Houston is the team that comes to mind first for me as far as those who could take steps onward and upward. Yes, yes, I understand that I sound like "the boy who cried West champs" again, but Ron-Ron (Artest, not Tillery) could very well be that hackneyed cliche of "missing piece". If Shane Battier thinks that playing against Ron inside is "like trying to push an oak tree", Captain Headcase should really be able to help the Rockets shut folks down like Sturgis after a DEA sweep. The potential contributions of Brent "who took the tennis balls off my walker" Barry should not be underestimated-he can still sink a well-timed dagger, and needless to say, he's not exactly short on winning experience. I feel quite sure, however, that newly-bestowed Dr. Zack will be upset that he'll not get to see the infamous Bobby Jackup do that Jackie-Chan-esque leg kick whilst tossing a lump of baked clay in the general direction of the basket.

Wait a minute-I forgot about TMac's back and shoulder and Yao's legs.

Houston may very well=first round fodderage again. It'll be a shame, 'cuz they're a team I do like to watch, but the injury bug by which they seem to be perpetually bitten is about the size of the ants in the original movie "Them" (younguns, look it up-great old cheesy horror film).

Portland. Boy, could they be really, really good. Could be the team I'm jonesin' to watch the most (except my Grizz, of course). This Fernandez cat has to learn to use his size to his advantage in the NBA and Bill Russell Sr. has to keep that knee intact, and look out world. Added Bayless and Batum, Diogu can score a bit inside (which they'll need, BTW), they still got some guy named Roy somebody-or-other.
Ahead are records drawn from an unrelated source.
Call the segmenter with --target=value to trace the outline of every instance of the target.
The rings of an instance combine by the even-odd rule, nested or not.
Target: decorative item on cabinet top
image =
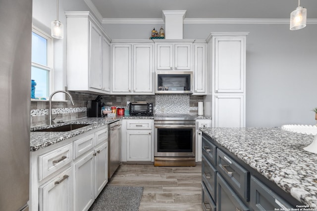
[[[151,32],[151,37],[150,37],[150,40],[164,39],[165,33],[164,32],[164,29],[163,29],[162,26],[160,27],[159,33],[155,30],[155,28],[153,28],[153,30]]]

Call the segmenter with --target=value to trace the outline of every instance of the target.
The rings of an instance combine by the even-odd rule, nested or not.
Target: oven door
[[[155,125],[155,157],[194,157],[195,125]]]

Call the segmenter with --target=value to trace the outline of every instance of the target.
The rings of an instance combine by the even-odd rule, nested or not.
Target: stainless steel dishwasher
[[[110,179],[121,162],[121,126],[118,120],[108,125],[108,178]]]

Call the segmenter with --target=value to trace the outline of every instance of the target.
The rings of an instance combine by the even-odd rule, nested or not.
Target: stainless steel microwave
[[[192,94],[193,72],[158,71],[155,74],[155,93]]]

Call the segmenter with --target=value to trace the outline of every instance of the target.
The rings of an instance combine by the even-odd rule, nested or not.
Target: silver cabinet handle
[[[67,157],[66,157],[66,156],[61,156],[61,158],[60,158],[58,160],[57,160],[56,161],[53,161],[53,164],[58,164],[58,163],[60,162],[61,161],[66,159],[67,158]]]
[[[205,175],[206,176],[206,178],[207,179],[210,179],[210,178],[211,177],[211,175],[210,172],[205,171],[204,172],[204,173],[205,174]]]
[[[208,208],[207,208],[207,206],[208,207]],[[210,206],[210,204],[208,203],[208,202],[204,202],[204,207],[205,207],[205,210],[206,210],[207,211],[210,211],[211,209],[211,206]]]
[[[210,149],[209,149],[209,147],[205,146],[204,147],[204,149],[208,152],[210,152]]]
[[[56,181],[55,182],[54,182],[54,184],[55,185],[58,185],[58,184],[60,183],[61,182],[68,178],[69,176],[68,176],[68,175],[64,175],[63,176],[63,178],[60,180]]]
[[[226,172],[226,173],[227,173],[227,174],[229,174],[229,175],[232,176],[232,174],[233,174],[234,171],[229,171],[228,170],[228,169],[227,169],[227,167],[230,167],[230,166],[228,166],[228,165],[223,166],[223,165],[222,165],[222,167],[223,168],[223,169]]]

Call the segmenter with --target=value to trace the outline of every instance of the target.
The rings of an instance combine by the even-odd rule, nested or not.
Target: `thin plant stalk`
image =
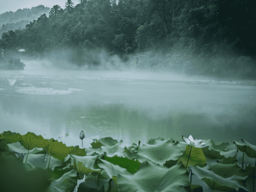
[[[189,157],[190,156],[190,154],[191,153],[191,149],[192,149],[192,146],[190,146],[190,151],[189,151],[189,154],[188,155],[188,162],[187,162],[187,165],[186,165],[186,168],[188,166],[188,160],[189,159]]]
[[[255,166],[256,166],[256,158],[255,158],[255,164],[253,168],[253,175],[252,191],[254,192],[254,182],[255,180]]]
[[[242,168],[244,169],[244,152],[243,152],[243,160],[242,161]]]
[[[80,139],[82,140],[82,147],[83,147],[83,138],[84,138],[84,133],[83,132],[83,131],[81,131],[79,137],[80,138]]]

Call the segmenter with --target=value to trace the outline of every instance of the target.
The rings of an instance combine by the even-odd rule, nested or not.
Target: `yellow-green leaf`
[[[188,145],[186,147],[186,151],[183,155],[178,159],[177,163],[181,161],[182,164],[185,167],[188,162],[188,155],[189,154],[190,150],[190,146]],[[188,167],[189,165],[196,165],[200,164],[204,165],[206,163],[206,159],[203,152],[202,149],[192,147],[191,152],[189,156],[189,159],[188,163]]]

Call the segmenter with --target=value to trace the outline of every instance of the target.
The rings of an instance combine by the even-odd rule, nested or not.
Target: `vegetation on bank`
[[[19,59],[2,59],[0,60],[0,69],[23,70],[26,65]]]
[[[253,3],[81,0],[74,7],[69,0],[64,10],[56,5],[49,17],[3,33],[0,48],[4,56],[23,49],[28,56],[94,69],[106,61],[105,50],[135,68],[253,79]]]
[[[256,159],[256,146],[243,139],[229,144],[182,138],[185,142],[158,138],[123,148],[122,140],[105,137],[80,148],[30,132],[5,131],[0,134],[0,184],[7,192],[69,192],[78,191],[78,191],[203,192],[196,178],[214,191],[255,192],[255,165],[244,166],[244,158]]]

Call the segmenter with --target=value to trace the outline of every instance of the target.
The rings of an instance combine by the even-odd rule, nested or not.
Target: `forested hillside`
[[[15,12],[10,11],[0,15],[0,36],[4,32],[25,29],[29,22],[33,21],[41,15],[49,15],[50,8],[42,5],[30,9],[19,9]]]
[[[102,64],[104,50],[136,68],[256,76],[253,0],[80,0],[73,7],[67,0],[64,10],[56,5],[49,17],[3,33],[4,57],[23,49],[90,69]]]

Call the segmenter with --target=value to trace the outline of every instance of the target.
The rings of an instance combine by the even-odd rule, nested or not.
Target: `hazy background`
[[[74,5],[76,5],[80,2],[78,0],[72,1]],[[55,5],[59,5],[62,8],[64,8],[65,1],[64,0],[37,0],[36,1],[30,1],[27,0],[14,0],[10,1],[7,0],[1,1],[1,6],[0,7],[0,14],[6,12],[12,11],[15,12],[19,9],[23,10],[23,8],[31,9],[33,7],[37,7],[40,5],[43,5],[45,7],[52,8]]]
[[[34,14],[1,26],[2,131],[255,142],[253,1],[73,2],[0,15]]]

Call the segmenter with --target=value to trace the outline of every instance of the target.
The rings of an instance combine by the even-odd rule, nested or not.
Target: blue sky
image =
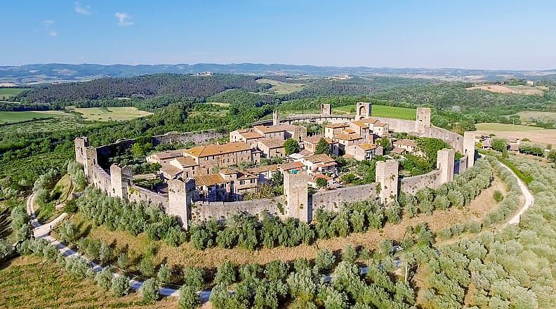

And they got rid of Jarrett Jack. That ain't gonna hurt either.

The Sixers. Elton. That's all I gotta say there. Except "Mareese Speights". He's got some size, and he'll be learning from one of the best currently around.

Now, for my favorite of the lump-of-coal group:

Denver. Now I'll put it right out there that I don't like their attitude as a team, but from as objective a perspective as my feeble mind can muster, they're looking about as good as an Amy Winehouse lung x-ray. Nene and Kenyon put together do not possess the structural integrity of the Erector Set "skyscraper" I built on my carpeted livingroom floor in 1977. Lost one of the best one-on-one interior defenders of this era (sorry Grizz fans, I don't mean Bobby Jones) and their own Mr. Hustle, the Enforcer from south of the border, Eduardo Najera.

And they signed Dahntay and the Birdman of Bogota. HURTIN.

Enough spewing for today. I've gotta blow this joint (certain players who cannot be named, don't get so excited-that's just a figure of speech) and go remove all the sharp objects from Spartacus' dwelling in case the Randolph deal actually transpires (which, BTW, I think it will not).